Veranstaltungen: Lisa Hummel und Johannes Vöhringer stellen zum "Jahr der Orgel" Programm zusammen

Sie gilt als Königin der Instrumente und ist seit 2017 UNESCO-Kulturerbe: die Orgel. Zudem wurde sie von den Landesmusikräten zum "Instrument des Jahres" gekürt.

Rottweil. Aus diesem Anlass gibt’s auch in Rottweil eine kleine Veranstaltungsreihe.

Regionalkantorin Lisa Hummel und Kirchenmusikdirektor Johannes Vöhringer kennen jeden Winkel von ihnen wie ihre Westentasche, denn die Rottweiler Orgeln sind fester Bestandteil ihrer täglichen Arbeit. Umso mehr freuen sich die beiden, dass ihr Hauptinstrument nun zum "Instrument des Jahres" gekürt wurde.

Interessierten die vielfältigen Orgeln in Prediger- und Kapellenkirche, Münster, Ruhe-Christi- und Auferstehung-Christi-Kirche nahezubringen, darauf freuen sie sich, und hoffen, dass die geplanten Veranstaltungen mit Blick auf die Coronabestimmungen stattfinden können.

So freuen sie sich beispielsweise auf einen ökumenischen Orgelspaziergang durch die Innenstadt, bei dem Interessierte die verschiedenen Orgeln nicht nur zu Gehör, sondern auch erklärt bekommen. "Man muss jetzt schauen, wann das zeitlich möglich sein wird", sagt Lisa Hummel. Vermutlich im Sommer soll der Spaziergang stattfinden. Zudem sind ab dem 17. April in unregelmäßigen Abständen samstags ab 18 Uhr Orgelvespern in der Predigerkirche geplant, informiert Johannes Vöhringer, bei denen die Orgel natürlich musikalisch und auch textlich in den Fokus rücken soll.

Die Orgel bietet die größte klangliche Vielfalt. "Sie erreicht Frequenzen, die tiefer als ein Kontrabass und höher als eine Piccoloflöte gehen", erklärt Johannes Vöhringer. Sie ist das größte Instrument, das unzählige, verschiedene Stimmen in sich vereint. Leise Flöten, kräftigere Oboen, schmetternde Trompeten und vor allen Dingen die Hauptregister, die Prinzipale mit ihren Klangkronen sorgen für den entsprechenden, unverwechselbaren Sound. Kein Wunder, kürte sie Mozart zur "Königin" der Instrumente.

"Der Prospekt, so nennt man die Schauseite einer Orgel, eingefasst durch ein Gehäuse aus Holz, ist das ›Gesicht‹ einer Orgel", erklärt Vöhringer weiter. Im Innern der Orgel, das man nicht sehen kann, in dem sich die Organisten aber bestens auskennen, sind weitere Pfeifen versteckt. In der Predigerkirchenorgel beispielsweise sind das 2000 Stück.

Die "Lunge" der Orgel ist der Blasebalg, der die Luft in das Herz des Instrumentes, die Windlade schickt. "Früher wurde der Orgelwind von Hand und Fuß gemacht", erklärt der Kirchenmusiker weiter.

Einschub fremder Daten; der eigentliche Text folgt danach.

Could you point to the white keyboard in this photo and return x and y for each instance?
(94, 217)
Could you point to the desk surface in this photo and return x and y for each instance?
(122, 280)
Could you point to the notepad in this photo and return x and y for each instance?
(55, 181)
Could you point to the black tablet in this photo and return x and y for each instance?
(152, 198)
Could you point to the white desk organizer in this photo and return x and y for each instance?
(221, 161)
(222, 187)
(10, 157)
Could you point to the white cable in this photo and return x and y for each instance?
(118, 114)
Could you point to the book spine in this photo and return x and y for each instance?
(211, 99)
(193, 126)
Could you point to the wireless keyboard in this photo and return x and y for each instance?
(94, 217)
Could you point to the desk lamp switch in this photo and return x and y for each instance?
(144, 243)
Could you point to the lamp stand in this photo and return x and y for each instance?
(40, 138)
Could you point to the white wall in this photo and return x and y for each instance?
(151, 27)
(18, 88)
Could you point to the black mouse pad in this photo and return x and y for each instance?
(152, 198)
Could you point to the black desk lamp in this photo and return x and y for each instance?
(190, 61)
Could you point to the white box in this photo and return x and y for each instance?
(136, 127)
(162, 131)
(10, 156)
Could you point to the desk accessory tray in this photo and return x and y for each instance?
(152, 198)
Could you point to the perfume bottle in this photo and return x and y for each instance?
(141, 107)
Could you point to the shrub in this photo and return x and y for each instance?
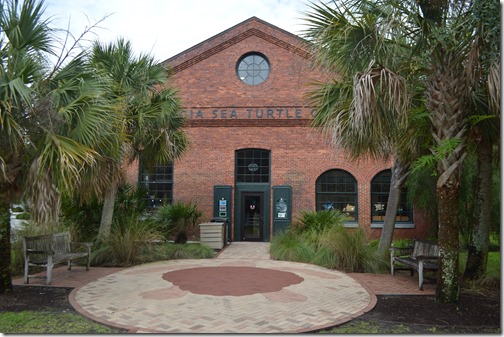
(177, 219)
(312, 224)
(351, 250)
(287, 245)
(126, 243)
(321, 238)
(23, 216)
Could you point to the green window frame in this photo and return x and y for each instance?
(158, 181)
(380, 189)
(337, 189)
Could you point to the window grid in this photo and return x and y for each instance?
(380, 189)
(253, 69)
(253, 166)
(159, 184)
(337, 189)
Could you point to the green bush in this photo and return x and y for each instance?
(176, 251)
(126, 244)
(352, 251)
(287, 245)
(321, 238)
(17, 209)
(23, 216)
(177, 220)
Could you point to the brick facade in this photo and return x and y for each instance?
(225, 115)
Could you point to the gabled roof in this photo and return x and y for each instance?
(250, 27)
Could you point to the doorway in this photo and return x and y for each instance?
(252, 216)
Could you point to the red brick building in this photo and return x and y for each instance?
(254, 158)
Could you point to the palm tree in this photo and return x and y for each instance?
(50, 119)
(366, 109)
(148, 113)
(485, 131)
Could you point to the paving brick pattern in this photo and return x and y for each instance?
(140, 300)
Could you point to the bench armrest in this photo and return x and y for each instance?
(88, 245)
(426, 257)
(33, 251)
(400, 250)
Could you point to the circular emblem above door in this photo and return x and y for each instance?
(253, 68)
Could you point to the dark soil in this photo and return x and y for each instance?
(475, 313)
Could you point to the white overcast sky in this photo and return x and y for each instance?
(164, 28)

All diese wissenswerten Fakten und eine Orgelpräsentation sollen außerdem auf Stellwänden in den Kirchen zu finden sein. Die Vorbereitungen hierzu laufen bereits. Lisa Hummel und Johannes Vöhringer hoffen, dass Führungen in Kleingruppen möglich sein werden. "Es wäre natürlich schön, wenn wir alle Orgeln bespielen und Interessierten präsentieren könnten", sagt Lisa Hummel und ist angesichts der Coronazahlen guter Dinge, dass dies klappen wird.

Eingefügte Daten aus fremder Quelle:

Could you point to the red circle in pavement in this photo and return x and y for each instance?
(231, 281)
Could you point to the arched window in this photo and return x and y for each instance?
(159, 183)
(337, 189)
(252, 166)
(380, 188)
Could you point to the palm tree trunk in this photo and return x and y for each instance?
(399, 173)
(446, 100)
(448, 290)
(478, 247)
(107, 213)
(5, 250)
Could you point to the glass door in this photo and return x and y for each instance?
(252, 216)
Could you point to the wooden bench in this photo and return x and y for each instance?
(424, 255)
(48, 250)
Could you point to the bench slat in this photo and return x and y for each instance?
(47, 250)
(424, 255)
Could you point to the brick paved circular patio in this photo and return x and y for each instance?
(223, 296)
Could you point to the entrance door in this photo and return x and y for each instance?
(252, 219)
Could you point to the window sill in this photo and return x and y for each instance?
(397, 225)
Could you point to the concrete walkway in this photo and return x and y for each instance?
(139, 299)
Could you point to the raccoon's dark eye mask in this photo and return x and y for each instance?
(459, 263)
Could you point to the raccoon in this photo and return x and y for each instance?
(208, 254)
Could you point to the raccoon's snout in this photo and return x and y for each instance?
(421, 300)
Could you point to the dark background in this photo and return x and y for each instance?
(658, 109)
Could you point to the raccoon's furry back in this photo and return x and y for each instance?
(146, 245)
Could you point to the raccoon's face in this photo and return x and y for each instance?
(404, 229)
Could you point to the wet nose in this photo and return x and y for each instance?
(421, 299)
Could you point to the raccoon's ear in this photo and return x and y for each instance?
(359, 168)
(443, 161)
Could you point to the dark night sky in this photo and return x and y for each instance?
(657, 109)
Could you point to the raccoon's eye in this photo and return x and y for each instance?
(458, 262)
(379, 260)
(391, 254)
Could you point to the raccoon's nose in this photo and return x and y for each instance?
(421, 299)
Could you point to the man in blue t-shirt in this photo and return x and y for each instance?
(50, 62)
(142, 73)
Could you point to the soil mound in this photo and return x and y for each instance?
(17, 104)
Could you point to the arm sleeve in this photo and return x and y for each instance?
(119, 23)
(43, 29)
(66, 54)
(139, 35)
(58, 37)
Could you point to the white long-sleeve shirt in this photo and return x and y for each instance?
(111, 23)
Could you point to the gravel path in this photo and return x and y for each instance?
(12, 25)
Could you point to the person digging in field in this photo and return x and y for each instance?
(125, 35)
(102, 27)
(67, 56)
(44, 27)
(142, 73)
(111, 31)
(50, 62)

Die Gottesdienstbesucher der Gemeinde Heilig Kreuz kommen bereits jetzt in den Genuss kleiner Orgelerläuterungen, informiert Hummel. "Das Schlussstück kündige ich immer an und erkläre den Leuten, was für Musik erklingt". Das Angebot werde gut angenommen und sei der Beweis für das Interesse an dem Instrument.

Und noch etwas lässt staunen: Der Orgelbau blickt auf eine weit über 2000-jährige Geschichte zurück. Man sagt sogar, die Orgel wäre bereits im dritten Jahrhundert vor Christus in Alexandria erfunden worden. "Das Instrument wurde Organon Hydraulikon (Wasserorgel) genannt, weil der benötigte Winddruck durch Wasser erzeugt wurde", erklärt Johannes Vöhringer. Durch eine Schenkung des byzantinischen Kaisers Konstantin an König Pippin dem Kleinen gelangte das Instrument im achten Jahrhundert dann nach Europa. Es gibt also noch viel Interessantes, das es im "Jahr der Orgel" zu erkunden gilt.